I hope this helps, Tim
Thanks, Tim. That's almost exactly the toe-in I used for the transducers and what you say makes sense. I do have a difficult room with an additional issue re a partial wall near, behind and to the right of my listening position. The effect that this has is dramatic when listening to out of phase test tones; as I move from the front wall back toward my spot, the sound migrates to the right. I assumed that the wall was at least a contributor to this phenomenon and more exaggerated toeing did help.
I subscribe most nearly with Timlub's recommendation. Keep in mind that the vast majority of speakers are designed to produce a flat frequency response when measured on axis. This means that the more the speaker is turned off axis the less flat the frequency response will be. In most cases there will appear a dip in response at the crossover point between the drivers. I get my best results with my speakers very nearly pointing right at me but with slight toe-out as this provides a little more sense of spaciousness. If pressed to give an absolute recommendation I would suggest setting them up so you are on the verge of seeing the the inward sides of the cabinets. This is my experience in my smallish room with stand-mounted Usher BE-718s.

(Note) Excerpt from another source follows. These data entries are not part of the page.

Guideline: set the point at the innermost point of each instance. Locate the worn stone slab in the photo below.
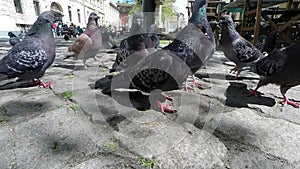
(23, 104)
(56, 139)
(153, 136)
(109, 162)
(256, 160)
(7, 154)
(273, 136)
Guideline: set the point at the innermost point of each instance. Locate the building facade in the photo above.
(19, 15)
(112, 14)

Beemerrider, Thank you. My situation with this partial wall to my right seems (I think) to dictate consideration in toeing requirements and I'm assuming that some toe in is necessary to reduce the influence of that surface. I found also that moving my seating position 2 feet closer to the speakers and further in front of that wall also helps. In either position, I've had the speakers pointed directly at me.

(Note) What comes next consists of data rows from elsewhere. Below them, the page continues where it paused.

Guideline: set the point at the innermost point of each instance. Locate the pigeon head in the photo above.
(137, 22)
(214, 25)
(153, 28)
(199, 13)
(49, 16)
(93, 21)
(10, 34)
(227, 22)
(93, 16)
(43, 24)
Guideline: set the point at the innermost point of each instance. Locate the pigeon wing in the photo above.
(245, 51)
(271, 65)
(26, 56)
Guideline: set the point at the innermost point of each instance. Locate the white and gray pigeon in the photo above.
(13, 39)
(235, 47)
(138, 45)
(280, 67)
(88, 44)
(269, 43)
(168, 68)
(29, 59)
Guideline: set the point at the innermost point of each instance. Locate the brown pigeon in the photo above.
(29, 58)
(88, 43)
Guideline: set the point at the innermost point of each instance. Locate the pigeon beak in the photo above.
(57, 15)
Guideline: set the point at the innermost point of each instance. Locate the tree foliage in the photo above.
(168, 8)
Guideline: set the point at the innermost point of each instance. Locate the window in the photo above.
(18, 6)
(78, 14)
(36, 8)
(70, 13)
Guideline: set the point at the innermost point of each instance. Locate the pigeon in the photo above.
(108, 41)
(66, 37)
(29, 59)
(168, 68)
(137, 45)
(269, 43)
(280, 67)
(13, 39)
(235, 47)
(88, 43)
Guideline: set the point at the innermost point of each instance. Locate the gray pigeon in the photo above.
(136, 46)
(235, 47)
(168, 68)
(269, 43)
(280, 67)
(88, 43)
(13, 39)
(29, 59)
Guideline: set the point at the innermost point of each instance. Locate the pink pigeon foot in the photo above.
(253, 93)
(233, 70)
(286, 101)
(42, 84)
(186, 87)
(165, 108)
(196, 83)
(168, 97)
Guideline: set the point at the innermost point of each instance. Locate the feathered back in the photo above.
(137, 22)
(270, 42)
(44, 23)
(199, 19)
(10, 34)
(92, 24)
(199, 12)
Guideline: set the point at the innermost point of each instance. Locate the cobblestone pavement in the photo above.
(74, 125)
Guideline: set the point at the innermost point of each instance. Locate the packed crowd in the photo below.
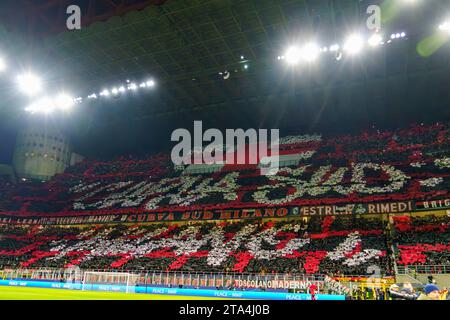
(297, 246)
(332, 246)
(410, 164)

Broadstone, it appears to me that you have your speakers just about where they need to be given the room anomalies you describe, i. e. - you are minimizing surface reflections and preserving the frequency response designed into them vis a vis your listening position. In smaller rooms like ours it isn't a bad thing to have speakers that beam so that reflections can be minimized.

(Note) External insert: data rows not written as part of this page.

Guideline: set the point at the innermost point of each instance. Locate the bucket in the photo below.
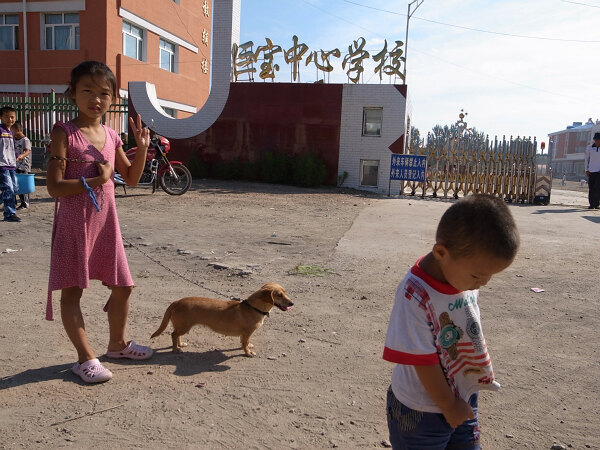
(26, 183)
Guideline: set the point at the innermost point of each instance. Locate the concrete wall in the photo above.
(355, 147)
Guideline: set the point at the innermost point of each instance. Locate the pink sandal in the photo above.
(132, 351)
(92, 371)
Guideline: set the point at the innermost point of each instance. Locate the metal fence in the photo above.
(462, 165)
(39, 113)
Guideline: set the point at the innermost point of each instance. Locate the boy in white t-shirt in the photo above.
(23, 152)
(434, 334)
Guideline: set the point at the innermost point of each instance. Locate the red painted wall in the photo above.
(101, 39)
(277, 117)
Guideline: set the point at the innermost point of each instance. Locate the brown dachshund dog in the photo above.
(228, 317)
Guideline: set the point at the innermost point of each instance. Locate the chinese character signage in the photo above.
(388, 61)
(408, 168)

Good lad. I have owned something like 20 to 25 BMW bikes, from a '74 R90S through an '02 K1200LT. Four spine surgeries and a hip replacement put riding off limits in these, my golden years.
Just re-read your initial commentary and see that you're not burdened by having a small listening room. So, our discussion is a tad less critical in your case. My primary listening room is 24' X 26' and I am able to place my Apogee Slant 6s well into the room and away from all walls. Likewise my listening position is very nearly in the center of the room. There is no noticeable reflective sound and it's easy to experience much of the feeling of being in the recording environment. Still, as with my smaller listening room, I prefer the main speakers to be close to "on axis" with the listening position.